Genetic Testing in Psychiatry:
Pharmacogenomics in Psychiatry: From CYPs to Interpretation in Clinical Practice
Lisa Brown, PhD
In this presentation, Dr. Brown will give an introduction to the basics of psychiatric pharmacogenetics, as well as discuss how to interpret and apply results in clinical practice with specific genes such as CYP450, UGT, SLC6A4, and HTR2A.

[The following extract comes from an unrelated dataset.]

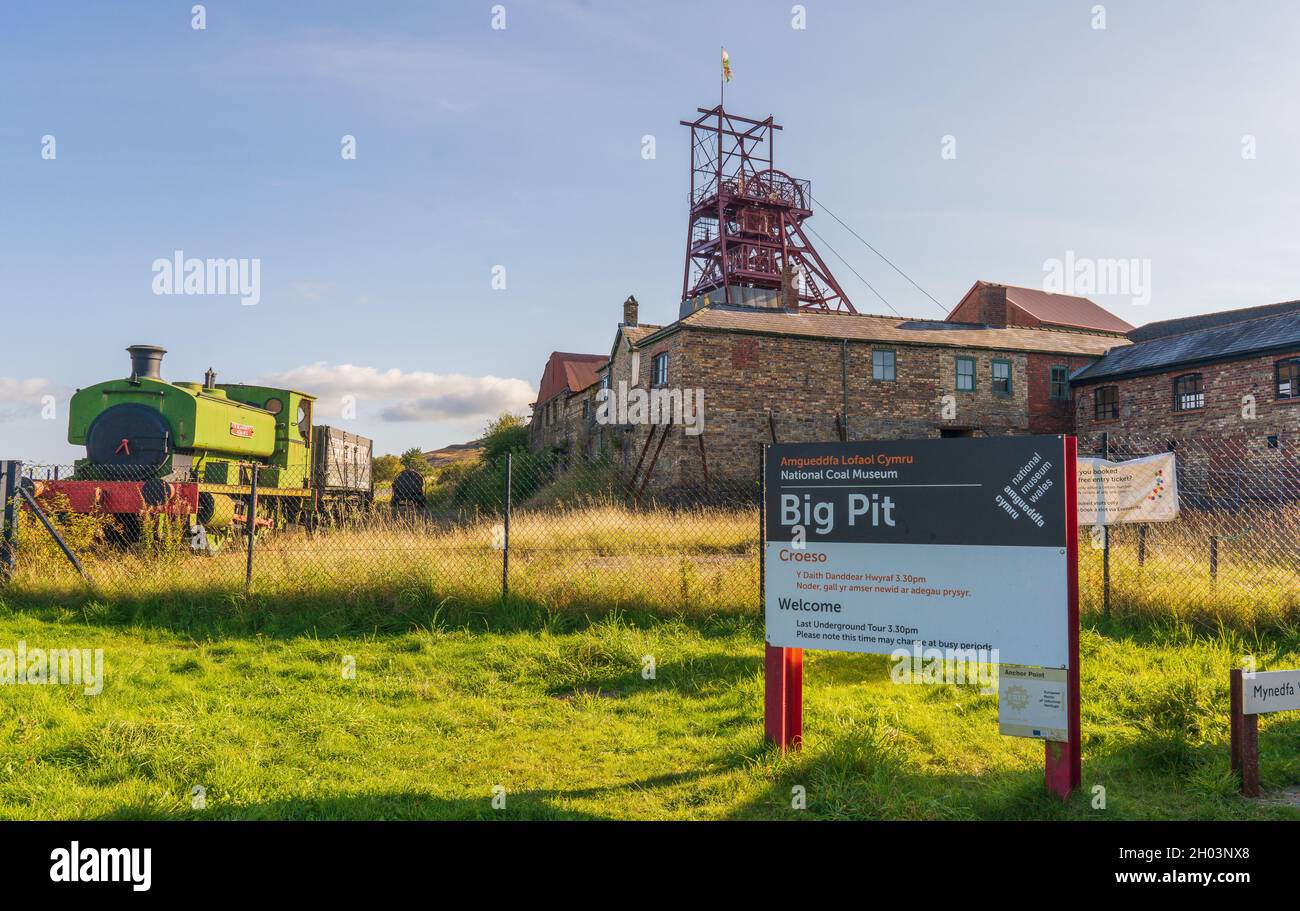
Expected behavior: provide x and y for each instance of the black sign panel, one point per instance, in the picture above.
(1002, 490)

- Define and differentiate the terms pharmacokinetic, pharmacodynamic, and immunogenic when it comes to types of genes
- Summarize how to interpret genotype and phenotype information in the context of medications.

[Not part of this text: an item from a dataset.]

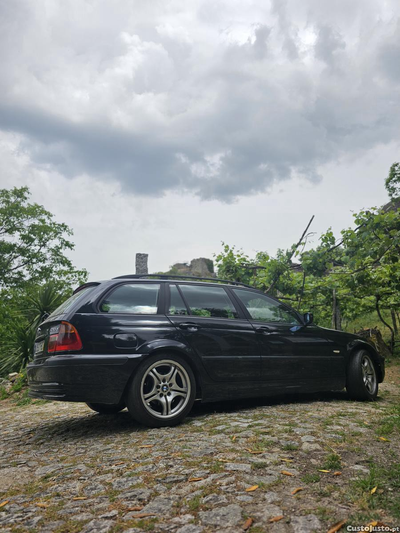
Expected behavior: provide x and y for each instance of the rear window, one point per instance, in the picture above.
(135, 298)
(65, 306)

- List three clinically actionable gene-drug interactions for the gene, 2D6.
Warriors Versus Worriers: The Role of COMT Gene Variants in ADHD, Anxiety, and Bipolar Disorder
Muneer Ali, MD
In this presentation Dr. Ali will review the existing literature on COMT gene variants and discuss how understanding this pharmacodynamic gene can better inform clinical decision-making. He will further explain how COMT variants may be interpreted in the context of various patient presentations, including in ADHD with the use of stimulant medication, as well as the management of Anxiety and Bipolar disorders.
- Describe the normal role of the COMT enzyme.
- Summarize the existing literature regarding COMT gene variants.
- Compare the different COMT gene variants and how they may influence the prescribing of stimulant medications.
Brain-Gut Axis Dysfunction and Psychiatric Comorbidities: A Pharmacogenomics Perspective
Kelly Heim, PhD
Functional gastrointestinal disorders (FGIDs), such as irritable bowel syndrome (IBS) and functional dyspepsia (FD), are complex conditions involving brain-gut axis dysfunction and psychiatric comorbidities. Interdisciplinary deployment of psychotropic agents, behavioral therapy and nutritional support leads to better outcomes than conventional monotherapies in gastroenterology. Genetic insights into various neurotransmitter systems and drug metabolizing enzymes can inform more personalized drug and nutrient therapies for these complex conditions.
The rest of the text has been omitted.